Pfizer Inc. (NYSE:PFE) and Eli Lilly and Company (NYSE:LLY) announced today that they are preparing to resume the Phase 3 clinical program for tanezumab.
In the prior clinical studies of more than 11,000 patients, tanezumab demonstrated clinically meaningful efficacy vs. placebo and other select commonly used pain medicines.
I wonder what other “select commonly used pain medicines” it was tested against, when “commonly used” includes everything from aspirin and Tylenol to oxycodone.
WIthout knowing exactly what other medicines and at what doses this “new and improved” pain medication was trialed against, there’s no way to know if this is going to be helpful.
A partial clinical hold has been in place for tanezumab and all other anti-nerve growth factor antibodies since December 2012 due to adverse changes in the sympathetic nervous system of mature animals. Studies in terminal cancer pain were allowed to proceed.
Tanezumab is a humanized monoclonal antibody that selectively targets nerve growth factor (NGF), a regulator of pain processing and sensitivity.
NGF levels increase as a result of injury or inflammation and in chronic pain states.
The sentence makes it sound like the rise of NGF levels is a problem, when NGF is actually a critical piece of a feedback loop that controls inflammation:
There is growing interest in the complex relationship between the nervous and immune systems and how its alteration can affect homeostasis and result in the development of inflammatory diseases.

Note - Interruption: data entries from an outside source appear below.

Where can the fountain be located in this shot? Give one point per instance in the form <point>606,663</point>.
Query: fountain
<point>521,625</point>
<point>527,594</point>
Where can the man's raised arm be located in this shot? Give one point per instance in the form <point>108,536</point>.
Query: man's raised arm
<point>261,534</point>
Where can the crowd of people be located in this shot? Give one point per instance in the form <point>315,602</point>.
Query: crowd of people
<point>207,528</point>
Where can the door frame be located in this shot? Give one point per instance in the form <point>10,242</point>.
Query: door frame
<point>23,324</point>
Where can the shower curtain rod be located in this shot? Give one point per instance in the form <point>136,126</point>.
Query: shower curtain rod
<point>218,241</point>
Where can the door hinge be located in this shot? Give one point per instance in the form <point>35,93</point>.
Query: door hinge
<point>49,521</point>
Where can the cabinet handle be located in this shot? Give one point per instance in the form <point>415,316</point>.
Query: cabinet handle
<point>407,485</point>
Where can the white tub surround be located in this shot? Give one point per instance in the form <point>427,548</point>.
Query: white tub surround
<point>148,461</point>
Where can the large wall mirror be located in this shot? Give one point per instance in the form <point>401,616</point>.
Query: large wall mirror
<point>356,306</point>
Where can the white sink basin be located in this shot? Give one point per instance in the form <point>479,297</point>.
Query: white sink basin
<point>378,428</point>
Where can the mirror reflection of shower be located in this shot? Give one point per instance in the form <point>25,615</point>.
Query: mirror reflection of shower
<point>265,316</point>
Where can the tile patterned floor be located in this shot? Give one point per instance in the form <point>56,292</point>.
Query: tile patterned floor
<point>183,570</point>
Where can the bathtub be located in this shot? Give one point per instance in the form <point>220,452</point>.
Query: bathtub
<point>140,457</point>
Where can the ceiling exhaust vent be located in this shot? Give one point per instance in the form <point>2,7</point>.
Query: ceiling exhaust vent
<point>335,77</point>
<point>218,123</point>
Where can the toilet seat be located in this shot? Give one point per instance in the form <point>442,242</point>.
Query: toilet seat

A key mediator in cross-talk between the two systems is nerve growth factor (NGF), which can influence both neuronal cell function and immune cell activity.
NGF has a variety of effects that can be either pro-inflammatory or anti-inflammatory.
This apparent contradiction can be explained by considering NGF as part of an endogenous mechanism that, while activating immune responses, also activates pathways necessary to dampen the inflammatory response and limit tissue damage.
Tanezumab selectively binds to NGF, thereby inhibiting this protein from activating pain-signaling neurons.
I have grave concerns about this new class of potential pain relievers that inhibit the actions of “Nerve Growth Factor (NGF)”. When I looked it up, it sounded very beneficial:
The article goes on to list many positive effects of high levels of NGF and problems found when the levels are too low:
- Nerve growth factor prevents or reduces neuronal degeneration in animal models of neurodegenerative diseases and these encouraging results in animals have led to several clinical trials in humans.
- NGF promotes peripheral nerve regeneration in rats.
- NGF appears to promote myelin repair. Hence NGF may be useful for the treatment of multiple sclerosis.
- Dysregulation of NGF signaling has also been linked to Alzheimer’s disease.
cells genetically engineered to synthesize and secrete NGF and implanted in patients’ basal forebrains reliably pumped out NGF, which enhanced the cells’ size and their ability to sprout new neural fibers.
The treatment also rescued vulnerable cells, even if they already showed the trademark signs of Alzheimer’s pathology. In some patients, these beneficial effects lasted almost 10 years after the treatment. Even patients who died responded positively to the therapy.
- Neurotrophins, including NGF, have been shown to affect many areas of the brain, including areas that are related to Rett syndrome, bipolar disorder, and Alzheimer’s disease. Stress and/or anxiety are usually a precipitating factor in these disorders and affects levels of NGF, leading to impaired cognitive functioning. This impaired cognitive functioning can be seen in patients with Schizophrenia.
- higher NGF levels from the atypical antipsychotic medications lead to a reduction in negative symptoms of Schizophrenia.
- NGF has been shown to restore learning ability in rats recovering from induced alcoholism
- NGF has also been shown to accelerate wound healing.
- Impairment of neuroplasticity and altered levels of neuro-trophins are involved in bipolar disorder. NGF has been found to be decreased overall in bipolar disorder patients.
When bipolar disorder patientswere treated with lithium, their NGF concentrations increased in the frontal cortex, limbic forebrain, hippocampus, and amygdala
- Also, NGF has been shown to play a role in a number cardiovascular diseases, such as coronary atherosclerosis, obesity, type 2 diabetes, and metabolic syndrome. Reduced plasma levels of NGF and BDNF have been associated with acute coronary syndromes and metabolic syndromes.
- Nerve growth factor may contribute to increased longevity and mental capacity
So this is a long list of reasons to question the use of anti-NGF drugs, even if NGFs are part of a process that results in pain.
I worry that over-enthusiastic approval due to its non-opioid status could force it upon us before damages are well-known.
If anyone knows why anti-NGF drugs wouldn’t be extremely detrimental to our minds and bodies, please let me know – seriously!